To convert a CSV string into a list of elements, you could write a program that keeps track of state (in quotes or out of quotes) as it processes the string one character at a time, and emits the elements it finds. The rules for quoting in CSV are weird, so you'll want to make sure you have plenty of test data.
The state machine could go like this:
- scan until quote (go to 2) or comma (go to 3)
- if the next character is a quote, add only one of the two quotes to the field and return to 1. Otherwise, go to 4 (or report an error if the quote isn't the first character in the field).
- emit the field, go to 1
- scan until quote (go to 5)
- if the next character is a quote, add only one of the two quotes to the field and return to 4. Otherwise, emit the field, scan for a comma, and go to 1.

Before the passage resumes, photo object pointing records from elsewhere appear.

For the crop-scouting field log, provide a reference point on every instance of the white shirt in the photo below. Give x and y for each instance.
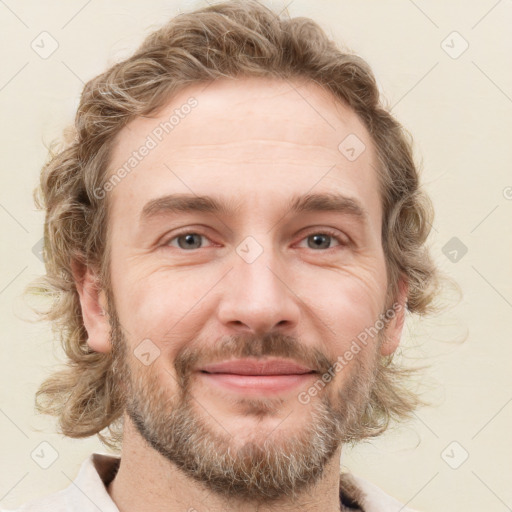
(88, 492)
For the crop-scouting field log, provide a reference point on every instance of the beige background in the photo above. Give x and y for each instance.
(459, 112)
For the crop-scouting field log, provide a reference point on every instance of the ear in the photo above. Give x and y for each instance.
(396, 323)
(94, 304)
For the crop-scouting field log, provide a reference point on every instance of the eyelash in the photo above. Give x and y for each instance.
(341, 239)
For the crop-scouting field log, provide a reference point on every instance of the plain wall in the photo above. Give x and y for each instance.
(459, 113)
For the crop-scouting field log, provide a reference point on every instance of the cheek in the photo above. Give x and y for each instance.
(346, 305)
(163, 306)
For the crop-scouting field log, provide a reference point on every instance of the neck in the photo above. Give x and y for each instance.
(147, 481)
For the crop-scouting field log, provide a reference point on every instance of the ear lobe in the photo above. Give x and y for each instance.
(93, 304)
(393, 331)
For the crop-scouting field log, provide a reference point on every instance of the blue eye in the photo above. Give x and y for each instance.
(187, 240)
(320, 239)
(323, 239)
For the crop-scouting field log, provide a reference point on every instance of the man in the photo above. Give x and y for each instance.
(234, 235)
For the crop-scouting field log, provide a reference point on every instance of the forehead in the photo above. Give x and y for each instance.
(265, 137)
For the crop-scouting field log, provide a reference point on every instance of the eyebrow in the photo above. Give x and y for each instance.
(188, 203)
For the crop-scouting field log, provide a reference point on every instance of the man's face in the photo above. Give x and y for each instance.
(228, 319)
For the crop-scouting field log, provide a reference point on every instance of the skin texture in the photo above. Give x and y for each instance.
(254, 143)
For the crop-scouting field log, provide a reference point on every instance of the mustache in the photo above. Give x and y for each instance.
(249, 345)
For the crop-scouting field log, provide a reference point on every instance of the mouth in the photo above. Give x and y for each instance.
(256, 377)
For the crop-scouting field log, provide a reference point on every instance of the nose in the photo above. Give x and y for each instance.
(258, 296)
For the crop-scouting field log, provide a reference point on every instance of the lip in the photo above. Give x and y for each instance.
(260, 367)
(256, 377)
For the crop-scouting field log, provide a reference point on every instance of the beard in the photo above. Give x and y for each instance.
(282, 464)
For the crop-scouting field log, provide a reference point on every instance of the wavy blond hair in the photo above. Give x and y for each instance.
(226, 40)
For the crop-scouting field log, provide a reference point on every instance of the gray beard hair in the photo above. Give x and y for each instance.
(257, 471)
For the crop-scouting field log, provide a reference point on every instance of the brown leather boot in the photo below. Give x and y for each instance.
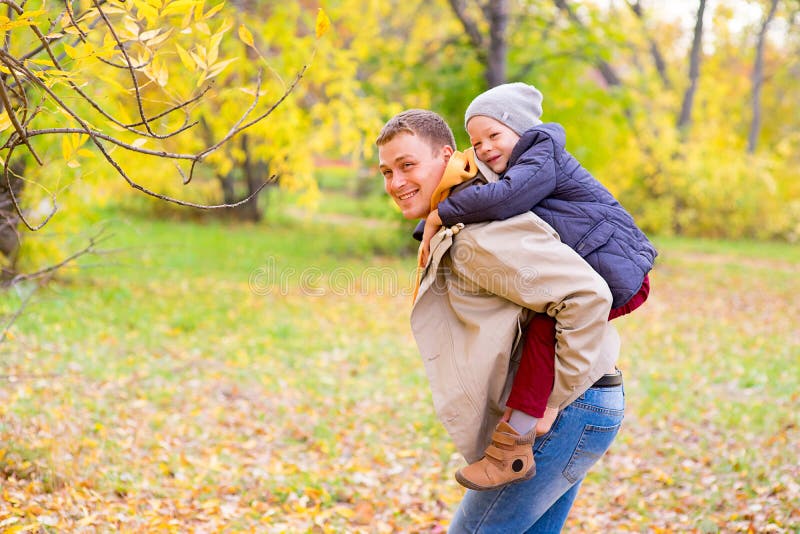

This should correctly scan stuff like:
- hello, world, 123, 456
- "hello world", 123, 456
- "He said ""Hello, world!""", "and I said hi"

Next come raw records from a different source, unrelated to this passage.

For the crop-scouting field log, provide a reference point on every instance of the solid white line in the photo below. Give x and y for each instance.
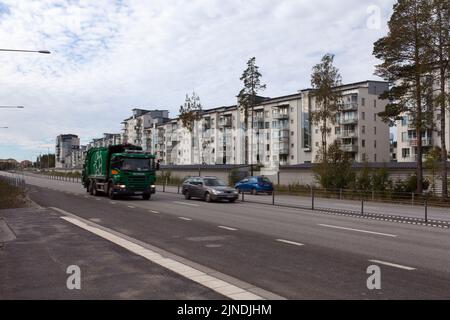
(185, 203)
(359, 230)
(393, 265)
(223, 287)
(290, 242)
(227, 228)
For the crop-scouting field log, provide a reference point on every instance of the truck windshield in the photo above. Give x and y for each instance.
(133, 164)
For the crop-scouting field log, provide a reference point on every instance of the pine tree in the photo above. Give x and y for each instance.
(324, 79)
(248, 98)
(405, 57)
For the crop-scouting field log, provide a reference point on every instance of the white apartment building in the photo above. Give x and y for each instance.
(135, 128)
(282, 131)
(65, 144)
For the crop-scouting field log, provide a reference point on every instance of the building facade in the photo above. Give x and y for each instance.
(282, 132)
(65, 145)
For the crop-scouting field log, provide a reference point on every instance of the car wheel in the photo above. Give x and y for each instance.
(111, 194)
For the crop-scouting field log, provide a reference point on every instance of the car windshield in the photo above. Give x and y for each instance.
(133, 164)
(214, 183)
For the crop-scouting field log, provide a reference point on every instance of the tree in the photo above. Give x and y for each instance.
(325, 77)
(432, 160)
(440, 44)
(336, 172)
(405, 56)
(247, 99)
(190, 112)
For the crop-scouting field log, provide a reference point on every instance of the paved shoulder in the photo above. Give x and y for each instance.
(38, 248)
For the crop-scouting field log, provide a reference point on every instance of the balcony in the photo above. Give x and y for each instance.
(348, 134)
(351, 106)
(349, 147)
(348, 120)
(426, 142)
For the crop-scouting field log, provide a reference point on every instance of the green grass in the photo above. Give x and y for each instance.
(11, 196)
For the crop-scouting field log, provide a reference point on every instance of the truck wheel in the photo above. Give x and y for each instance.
(111, 194)
(146, 196)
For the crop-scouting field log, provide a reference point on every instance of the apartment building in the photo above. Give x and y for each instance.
(282, 131)
(136, 128)
(65, 144)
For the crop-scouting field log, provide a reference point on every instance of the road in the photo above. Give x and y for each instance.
(279, 252)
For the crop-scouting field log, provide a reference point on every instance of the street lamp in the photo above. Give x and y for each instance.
(35, 51)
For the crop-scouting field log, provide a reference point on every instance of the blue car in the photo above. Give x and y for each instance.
(255, 185)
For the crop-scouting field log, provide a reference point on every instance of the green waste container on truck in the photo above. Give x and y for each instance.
(119, 170)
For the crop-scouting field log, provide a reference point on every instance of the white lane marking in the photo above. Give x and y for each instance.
(393, 265)
(290, 242)
(227, 228)
(359, 230)
(187, 204)
(225, 288)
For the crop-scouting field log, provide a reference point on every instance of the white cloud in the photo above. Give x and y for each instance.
(110, 56)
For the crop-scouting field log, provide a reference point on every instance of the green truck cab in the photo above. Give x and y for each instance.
(120, 170)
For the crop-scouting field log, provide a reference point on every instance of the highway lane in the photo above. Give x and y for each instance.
(294, 253)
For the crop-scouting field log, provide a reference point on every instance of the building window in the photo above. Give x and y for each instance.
(405, 152)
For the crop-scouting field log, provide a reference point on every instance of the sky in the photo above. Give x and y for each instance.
(108, 57)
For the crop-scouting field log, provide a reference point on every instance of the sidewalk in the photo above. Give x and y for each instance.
(37, 246)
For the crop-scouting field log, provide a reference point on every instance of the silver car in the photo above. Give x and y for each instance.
(209, 189)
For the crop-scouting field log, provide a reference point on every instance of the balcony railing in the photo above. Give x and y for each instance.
(349, 106)
(426, 142)
(349, 147)
(348, 120)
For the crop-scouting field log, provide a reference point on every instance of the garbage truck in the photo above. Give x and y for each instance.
(119, 170)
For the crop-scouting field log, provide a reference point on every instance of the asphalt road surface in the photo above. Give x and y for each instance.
(289, 253)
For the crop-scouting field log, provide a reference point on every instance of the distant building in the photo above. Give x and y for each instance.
(65, 145)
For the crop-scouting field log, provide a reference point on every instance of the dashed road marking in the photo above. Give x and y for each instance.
(227, 228)
(359, 230)
(393, 265)
(290, 242)
(223, 287)
(187, 204)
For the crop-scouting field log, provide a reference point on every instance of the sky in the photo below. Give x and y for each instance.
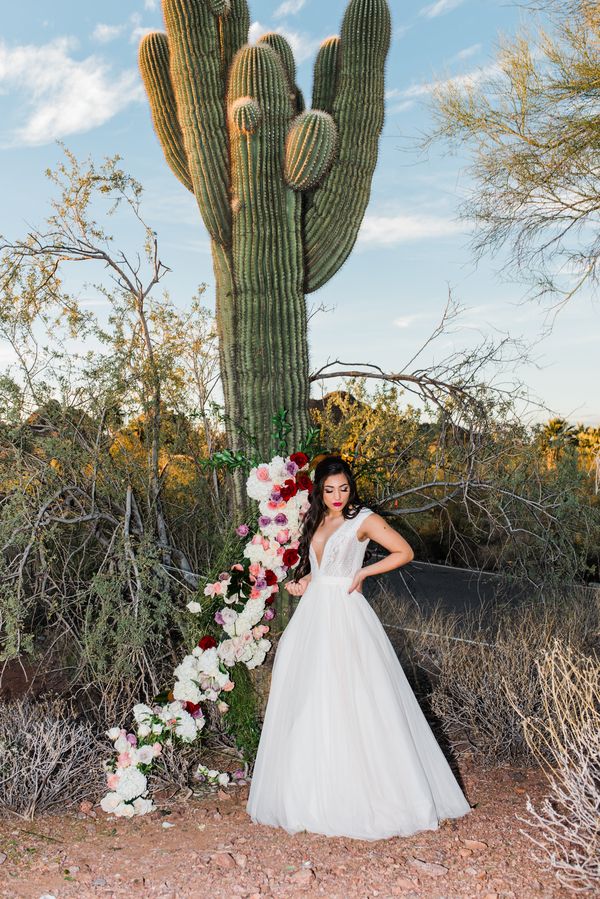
(68, 71)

- ""17.5179C,"" (correctly reports an error, since there should be a
separator between the first quoted string "" and the second field
17.5179C).
Another way would be to find some existing library that does it well. Surely, CSV is common enough that such a thing must exist?
edit:
You mention that speed is vital, so I wanted to point out that (so long as the quoted strings aren't allowed to include line returns...) each line may be processed independently in parallel.